Depuis qu’il était débarrassé des visites officielles, le Tsar, dont le séjour à Paris se prolongeait depuis près d’un mois, se livrait aux caprices de son humeur curieuse. Un jour où l’on comptait pouvoir lui soumettre l’état des affaires, la fantaisie lui prenait de voir sortir de Notre-Dame la procession de la Fête-Dieu. Il fallait que Tessé, laissant là les négociations, courût aux Enfans-Trouvés, dont les balcons étaient vis-à-vis l’église, et priât les sœurs à qui appartenaient ces balcons de les faire orner tant bien que mal avec quelques tapis pour que le Tsar y fût convenablement[1]. « Au surplus, ajoutait-il, je ne sais point où le Tsar dînera ni s’il retournera à Versailles. Je n’ai nulle nouvelle du duc d’Antin. Avec tous ces déménagemens il n’y a homme à qui la tête ne tournât. »

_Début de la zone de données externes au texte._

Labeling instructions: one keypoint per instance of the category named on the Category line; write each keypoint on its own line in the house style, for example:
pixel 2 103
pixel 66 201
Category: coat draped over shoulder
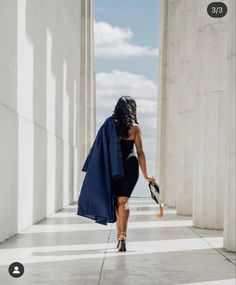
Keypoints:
pixel 102 165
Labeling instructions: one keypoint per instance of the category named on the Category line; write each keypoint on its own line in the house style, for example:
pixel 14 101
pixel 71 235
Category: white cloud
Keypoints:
pixel 116 42
pixel 110 86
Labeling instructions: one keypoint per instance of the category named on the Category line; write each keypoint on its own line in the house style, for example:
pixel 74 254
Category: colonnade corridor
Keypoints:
pixel 68 249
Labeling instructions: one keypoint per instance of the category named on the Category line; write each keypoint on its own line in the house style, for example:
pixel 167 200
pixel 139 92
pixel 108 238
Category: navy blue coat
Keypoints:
pixel 103 164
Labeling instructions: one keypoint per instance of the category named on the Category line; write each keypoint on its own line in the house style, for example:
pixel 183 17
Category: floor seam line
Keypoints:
pixel 191 228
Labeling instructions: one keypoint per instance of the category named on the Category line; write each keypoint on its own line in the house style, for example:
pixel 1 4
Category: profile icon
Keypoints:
pixel 16 269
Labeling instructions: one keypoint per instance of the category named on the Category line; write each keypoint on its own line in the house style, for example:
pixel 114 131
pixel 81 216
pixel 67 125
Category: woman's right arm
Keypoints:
pixel 141 154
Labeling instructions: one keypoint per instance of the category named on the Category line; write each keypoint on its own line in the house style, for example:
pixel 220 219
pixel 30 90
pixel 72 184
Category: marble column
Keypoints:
pixel 165 119
pixel 230 197
pixel 86 123
pixel 209 122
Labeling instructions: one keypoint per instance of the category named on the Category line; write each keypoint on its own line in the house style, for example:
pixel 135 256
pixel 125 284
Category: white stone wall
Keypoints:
pixel 40 103
pixel 192 111
pixel 230 197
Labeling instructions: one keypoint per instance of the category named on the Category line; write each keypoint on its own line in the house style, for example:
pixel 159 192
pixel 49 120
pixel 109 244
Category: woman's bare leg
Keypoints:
pixel 122 214
pixel 118 229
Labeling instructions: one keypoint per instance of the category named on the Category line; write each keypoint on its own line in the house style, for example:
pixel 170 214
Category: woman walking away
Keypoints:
pixel 112 170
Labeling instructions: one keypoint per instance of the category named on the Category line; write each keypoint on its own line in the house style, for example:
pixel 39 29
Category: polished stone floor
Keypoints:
pixel 67 249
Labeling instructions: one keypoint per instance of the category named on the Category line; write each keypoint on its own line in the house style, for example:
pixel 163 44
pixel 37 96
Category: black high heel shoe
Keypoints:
pixel 122 243
pixel 118 240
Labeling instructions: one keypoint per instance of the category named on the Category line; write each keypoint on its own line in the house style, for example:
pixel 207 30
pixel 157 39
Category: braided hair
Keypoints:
pixel 125 115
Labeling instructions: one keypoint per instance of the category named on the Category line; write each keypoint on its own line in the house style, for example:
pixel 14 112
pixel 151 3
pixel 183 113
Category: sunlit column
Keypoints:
pixel 230 219
pixel 209 122
pixel 165 119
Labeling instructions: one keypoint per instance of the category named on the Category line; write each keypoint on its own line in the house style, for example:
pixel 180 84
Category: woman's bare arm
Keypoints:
pixel 140 153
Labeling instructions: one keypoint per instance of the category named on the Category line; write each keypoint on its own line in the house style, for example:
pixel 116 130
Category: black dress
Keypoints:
pixel 124 186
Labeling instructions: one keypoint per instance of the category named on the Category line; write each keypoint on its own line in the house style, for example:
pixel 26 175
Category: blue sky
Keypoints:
pixel 142 17
pixel 126 41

La tête lui tournait bien davantage encore, lorsqu’il apprenait que le Tsar, qu’il devait accompagner partout, était sorti sans le prévenir de l’hôtel de Lesdiguières, et s’était jeté dans un fiacre sans dire où il allait. Parfois il en usait de même avec le carrosse des femmes qui s’étaient fait descendre devant sa porte pour le voir sortir. C’est ainsi qu’un jour il monta, pour se faire conduire à Boulogne, dans le carrosse de la maréchale de Matignon qui fut fort étonnée de se trouver à pied. Ces jours-là, Tessé le cherchait effaré dans toute la ville, sans pouvoir le rejoindre. Pour

  1. Aff. étrang. Corresp. Moscovie, t. VII. Lettre de Tessé du 26 mai.